Jiahua Chen Suggested Stat548 Papers for 2020.


I remain commited to allow students to choose any of my recent publications. Do consult me first. Most of my papers contain some demanding technical developments. If technicality is of your taste, I am pleased to hear and you are not liable to get all details. Demonstrating your skill in one particular technical issue in the paper sufficies plus showing your grasp of the big picture. You are also welcome to paper of low technicality nature. If you choose this approach, get a taste of what problems the paper solves. Demonstrate your understanding and critically examine various mini-claims of the paper by repeating some simulations and subjecting the proposed methods to different, reasonable, but likely less favorable situations. Handling the technical parts at the level of building blocks rather than specific dtails.

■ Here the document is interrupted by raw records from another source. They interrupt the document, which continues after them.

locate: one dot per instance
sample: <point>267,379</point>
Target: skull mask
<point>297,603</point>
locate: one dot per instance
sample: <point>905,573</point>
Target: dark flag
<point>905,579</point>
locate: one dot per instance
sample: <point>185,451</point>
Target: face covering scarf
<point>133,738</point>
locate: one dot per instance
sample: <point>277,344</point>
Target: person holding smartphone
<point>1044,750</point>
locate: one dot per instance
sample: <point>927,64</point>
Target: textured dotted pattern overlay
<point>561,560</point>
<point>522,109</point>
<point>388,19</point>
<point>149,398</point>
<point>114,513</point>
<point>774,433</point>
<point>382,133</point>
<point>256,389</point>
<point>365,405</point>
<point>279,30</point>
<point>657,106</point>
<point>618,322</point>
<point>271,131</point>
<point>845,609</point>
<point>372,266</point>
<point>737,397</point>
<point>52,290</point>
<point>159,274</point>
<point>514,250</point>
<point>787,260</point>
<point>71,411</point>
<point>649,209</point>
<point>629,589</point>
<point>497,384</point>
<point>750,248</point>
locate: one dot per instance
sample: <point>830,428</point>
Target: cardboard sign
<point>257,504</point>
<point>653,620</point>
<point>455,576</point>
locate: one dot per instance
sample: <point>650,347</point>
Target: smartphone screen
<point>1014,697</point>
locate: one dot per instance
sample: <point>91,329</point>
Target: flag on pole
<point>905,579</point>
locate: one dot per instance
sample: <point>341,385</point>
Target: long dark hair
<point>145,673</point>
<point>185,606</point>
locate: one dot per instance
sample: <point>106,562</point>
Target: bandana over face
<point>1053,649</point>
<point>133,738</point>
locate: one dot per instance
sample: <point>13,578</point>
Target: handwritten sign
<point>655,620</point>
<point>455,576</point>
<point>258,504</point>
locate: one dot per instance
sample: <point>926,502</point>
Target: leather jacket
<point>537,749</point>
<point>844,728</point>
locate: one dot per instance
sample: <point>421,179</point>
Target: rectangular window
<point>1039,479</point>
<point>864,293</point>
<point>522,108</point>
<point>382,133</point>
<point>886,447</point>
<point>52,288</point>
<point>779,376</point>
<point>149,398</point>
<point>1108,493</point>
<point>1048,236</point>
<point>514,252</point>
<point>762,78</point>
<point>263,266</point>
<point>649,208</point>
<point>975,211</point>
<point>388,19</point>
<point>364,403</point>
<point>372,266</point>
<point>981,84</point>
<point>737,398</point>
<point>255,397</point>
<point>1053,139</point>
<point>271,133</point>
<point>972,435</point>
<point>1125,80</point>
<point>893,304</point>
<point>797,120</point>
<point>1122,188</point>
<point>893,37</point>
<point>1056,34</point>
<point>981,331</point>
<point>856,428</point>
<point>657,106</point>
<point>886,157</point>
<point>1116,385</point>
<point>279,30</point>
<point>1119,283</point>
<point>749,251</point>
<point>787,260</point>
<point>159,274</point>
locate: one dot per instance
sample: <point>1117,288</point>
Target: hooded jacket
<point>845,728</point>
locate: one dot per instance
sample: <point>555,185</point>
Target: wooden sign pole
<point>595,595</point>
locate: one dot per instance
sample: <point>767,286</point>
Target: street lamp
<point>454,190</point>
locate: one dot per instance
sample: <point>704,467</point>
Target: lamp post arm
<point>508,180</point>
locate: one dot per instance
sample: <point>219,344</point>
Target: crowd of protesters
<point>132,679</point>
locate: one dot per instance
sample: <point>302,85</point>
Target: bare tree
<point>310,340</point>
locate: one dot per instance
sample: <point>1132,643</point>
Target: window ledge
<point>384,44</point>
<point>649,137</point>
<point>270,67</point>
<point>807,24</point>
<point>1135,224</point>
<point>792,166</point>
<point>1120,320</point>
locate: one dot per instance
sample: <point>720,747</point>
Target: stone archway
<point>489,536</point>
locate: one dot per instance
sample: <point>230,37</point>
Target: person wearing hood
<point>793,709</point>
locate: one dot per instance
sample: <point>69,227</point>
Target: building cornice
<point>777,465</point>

Plan to get the paper done within 1.5 months. If there seem to be a lot more materials that can be handled in 1.5 months, let us discuss which parts of the paper can be brushed off to save time. Take charge on what you wish to cover on top of our general agreements.

Here are google scholar website where you can find most of my publications.
https://scholar.google.com/citations?hl=en&user=XVr8B-AAAAAJ&view_op=list_works



Specific recommandations



Tuning the EM-test for finite mixture models
Canadian Journal of Statistics, 2011, 389-404.

There has been rapid progress in developing effective and easy-to-use tests of the order of a finite mixture model. The EM-test is the latest to join the rankrequirements. It has a relatively simple limiting distribution and enjoys broad applicability. Based on asymptotic theory, the $p$-value of the EM-test is approximated via its limiting distribution. The built-in tuning parameter has an important influence on the approximation precision. Thus, choosing an appropriate value for this parameter is important for fully realizing the advantages of the EM-test. In this paper, we develop a novel computer-experiment approach to address this issue. Through designed experiments, we derive a number of empirical formulas for the tuning parameter. Extensive validation simulation shows that these formulas work well in terms of providing accurate type I errors.

A student may provide a theoretical derivation for the EM-test in a simplified situation and in an intuitive fashion. After this, illustrate a concrete understanding of the computer experiment idea in this paper. The final step is to repeat some of the computer experiments. I give the highest mark to these who can think of meaningfully different situations where the same idea may be useful.

Homogeneity testing under finite location-scale mixtures

https://onlinelibrary.wiley.com/doi/abs/10.1002/cjs.11557

The testing problem for the order of finite mixture models has a long history and remains an active research topic. Since \cite{Ghosh1985} revealed the hard-to-manage asymptotic properties of the likelihood ratio test, many successful alternative approaches have been developed. The most successful attempts include the modified likelihood ratio test and the EM-test, which lead to neat solutions for finite mixtures of univariate normal distributions, finite mixtures of single-parameter distributions, and several mixture-like models. The problem remains challenging, and there is still no generic solution for location-scale mixtures. In this paper, we provide an EM-test solution for homogeneity for finite mixtures of location-scale family distributions. This EM-test has nonstandard limiting distributions, but we are able to find the critical values numerically. We use computer experiments to obtain appropriate values for the tuning parameters. A simulation study shows that the fine-tuned EM-test has close to nominal type I errors and very good power properties. Two application examples are included to demonstrate the performance of the EM-test.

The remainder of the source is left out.